They’ve fought a volcano to tour North America, so the very least you could do is turn out to hear first wave British shoegaze legends Chapterhouse bend nature to its will with howling guitars. Chapterhouse begins its brief journey on Friday, October 1. It may prove to be the group’s final act.
Because fame is fickle, especially in Great Britain, Chapterhouse was swept up in the early ‘90s as darlings of “the scene that celebrates itself” before being unceremoniously dismissed as pointy-headed navel contemplators by a hyperbolic media suddenly in thrall to Britpop.
History has been far kinder to Chapterhouse, whose legacy has survived thanks to a stellar debut (Whirlpool), a genre-defying sophomore effort (Blood Music), and an expansive career retrospective which left its fans longing for more. With their North American tour looming, Andrew Sherriff and Stephen Patman took the time to speak to PopMatters.
“Bar another volcano, we’ll be there,” says Sherriff, joking about the eruption of Eyjafjallajökull, which left Patman stranded in Japan back in May just as the band was meant to begin the tour it is finally able to undertake.

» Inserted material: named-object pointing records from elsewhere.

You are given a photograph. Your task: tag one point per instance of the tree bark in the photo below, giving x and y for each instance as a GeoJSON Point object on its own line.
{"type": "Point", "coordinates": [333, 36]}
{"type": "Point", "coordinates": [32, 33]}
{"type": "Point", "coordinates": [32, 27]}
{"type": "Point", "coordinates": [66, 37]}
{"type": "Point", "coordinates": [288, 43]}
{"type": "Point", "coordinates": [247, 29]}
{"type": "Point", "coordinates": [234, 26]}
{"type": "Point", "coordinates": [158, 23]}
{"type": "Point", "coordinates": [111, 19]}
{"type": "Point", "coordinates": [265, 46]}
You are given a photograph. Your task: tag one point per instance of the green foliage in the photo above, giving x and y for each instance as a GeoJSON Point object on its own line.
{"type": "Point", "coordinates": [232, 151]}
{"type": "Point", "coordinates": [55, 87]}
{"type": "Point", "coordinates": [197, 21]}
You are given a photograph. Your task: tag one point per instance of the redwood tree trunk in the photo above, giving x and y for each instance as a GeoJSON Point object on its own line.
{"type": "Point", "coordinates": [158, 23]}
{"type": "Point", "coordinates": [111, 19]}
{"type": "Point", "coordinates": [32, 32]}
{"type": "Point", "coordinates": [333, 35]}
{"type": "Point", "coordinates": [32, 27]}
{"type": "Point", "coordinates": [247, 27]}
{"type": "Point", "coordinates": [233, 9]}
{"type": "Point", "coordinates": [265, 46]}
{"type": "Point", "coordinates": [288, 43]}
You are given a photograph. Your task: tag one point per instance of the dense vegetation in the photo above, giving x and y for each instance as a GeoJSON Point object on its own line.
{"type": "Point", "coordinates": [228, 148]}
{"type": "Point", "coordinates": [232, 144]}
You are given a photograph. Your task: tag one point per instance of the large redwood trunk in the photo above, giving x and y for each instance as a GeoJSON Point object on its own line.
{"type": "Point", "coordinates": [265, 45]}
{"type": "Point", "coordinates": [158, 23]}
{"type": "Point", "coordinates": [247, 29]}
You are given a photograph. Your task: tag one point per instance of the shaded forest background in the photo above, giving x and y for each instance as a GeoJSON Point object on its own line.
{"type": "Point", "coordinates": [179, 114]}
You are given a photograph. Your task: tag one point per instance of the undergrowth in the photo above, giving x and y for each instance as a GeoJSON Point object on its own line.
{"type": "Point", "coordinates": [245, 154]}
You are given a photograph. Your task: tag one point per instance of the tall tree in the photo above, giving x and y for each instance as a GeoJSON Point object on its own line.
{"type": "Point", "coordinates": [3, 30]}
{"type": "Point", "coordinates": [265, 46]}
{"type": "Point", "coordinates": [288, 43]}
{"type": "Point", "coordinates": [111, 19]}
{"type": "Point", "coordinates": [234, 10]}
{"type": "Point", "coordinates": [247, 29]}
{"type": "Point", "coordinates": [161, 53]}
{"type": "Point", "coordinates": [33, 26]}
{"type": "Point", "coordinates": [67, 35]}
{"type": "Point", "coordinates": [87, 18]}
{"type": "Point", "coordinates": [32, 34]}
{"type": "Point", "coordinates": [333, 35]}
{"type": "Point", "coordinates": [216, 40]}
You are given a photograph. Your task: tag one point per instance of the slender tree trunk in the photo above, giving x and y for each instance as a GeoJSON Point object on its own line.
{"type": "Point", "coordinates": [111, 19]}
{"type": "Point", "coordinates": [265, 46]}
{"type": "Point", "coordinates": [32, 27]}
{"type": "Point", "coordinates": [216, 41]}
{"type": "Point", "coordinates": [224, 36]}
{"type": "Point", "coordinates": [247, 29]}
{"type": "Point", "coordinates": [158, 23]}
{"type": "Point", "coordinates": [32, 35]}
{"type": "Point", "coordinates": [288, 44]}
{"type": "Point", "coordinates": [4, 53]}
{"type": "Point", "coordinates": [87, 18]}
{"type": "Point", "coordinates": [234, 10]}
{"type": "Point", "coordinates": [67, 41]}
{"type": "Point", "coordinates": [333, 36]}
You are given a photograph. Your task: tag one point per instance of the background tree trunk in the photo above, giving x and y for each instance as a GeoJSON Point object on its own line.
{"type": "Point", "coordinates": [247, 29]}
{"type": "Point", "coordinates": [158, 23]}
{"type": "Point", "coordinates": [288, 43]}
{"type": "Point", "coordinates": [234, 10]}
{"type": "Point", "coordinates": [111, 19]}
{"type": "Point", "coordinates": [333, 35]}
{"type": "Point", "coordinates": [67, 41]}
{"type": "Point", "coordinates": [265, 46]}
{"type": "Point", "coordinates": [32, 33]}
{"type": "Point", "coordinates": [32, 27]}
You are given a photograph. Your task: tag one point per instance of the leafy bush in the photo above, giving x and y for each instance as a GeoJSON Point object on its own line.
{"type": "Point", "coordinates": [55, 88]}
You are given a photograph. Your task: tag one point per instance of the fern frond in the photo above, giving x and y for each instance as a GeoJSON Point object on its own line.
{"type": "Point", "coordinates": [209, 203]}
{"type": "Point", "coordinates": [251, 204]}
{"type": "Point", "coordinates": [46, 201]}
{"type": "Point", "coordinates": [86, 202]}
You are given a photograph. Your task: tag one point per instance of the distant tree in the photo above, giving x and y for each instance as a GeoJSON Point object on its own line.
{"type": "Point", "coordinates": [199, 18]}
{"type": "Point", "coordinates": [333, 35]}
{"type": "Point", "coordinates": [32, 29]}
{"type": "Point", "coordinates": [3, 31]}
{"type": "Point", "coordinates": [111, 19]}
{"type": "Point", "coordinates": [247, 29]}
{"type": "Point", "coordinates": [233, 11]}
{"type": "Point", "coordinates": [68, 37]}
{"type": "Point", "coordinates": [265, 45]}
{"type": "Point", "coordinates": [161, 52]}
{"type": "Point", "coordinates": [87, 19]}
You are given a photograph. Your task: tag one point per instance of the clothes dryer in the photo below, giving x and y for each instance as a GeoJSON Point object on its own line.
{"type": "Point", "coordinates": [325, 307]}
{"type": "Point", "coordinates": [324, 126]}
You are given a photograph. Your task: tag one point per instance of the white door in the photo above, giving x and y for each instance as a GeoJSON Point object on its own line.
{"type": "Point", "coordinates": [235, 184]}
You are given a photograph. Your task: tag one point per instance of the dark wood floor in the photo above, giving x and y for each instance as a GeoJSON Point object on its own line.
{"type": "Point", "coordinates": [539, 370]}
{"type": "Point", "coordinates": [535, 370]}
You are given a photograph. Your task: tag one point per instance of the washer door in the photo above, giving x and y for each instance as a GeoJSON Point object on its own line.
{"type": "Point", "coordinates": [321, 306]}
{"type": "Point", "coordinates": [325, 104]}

“Although we were psyched up and really wanted to come out and do the shows, we were also quite tired, because there was an intense period where we had the Japan tour and the Scala gig in London as well,” Sherriff said. “It was quite full on, and in a way we had more time to be relaxed for this tour. We’ve been taking full day rehearsals rather than evening rehearsals, and we feel that we’re in a better state to cope with this now.”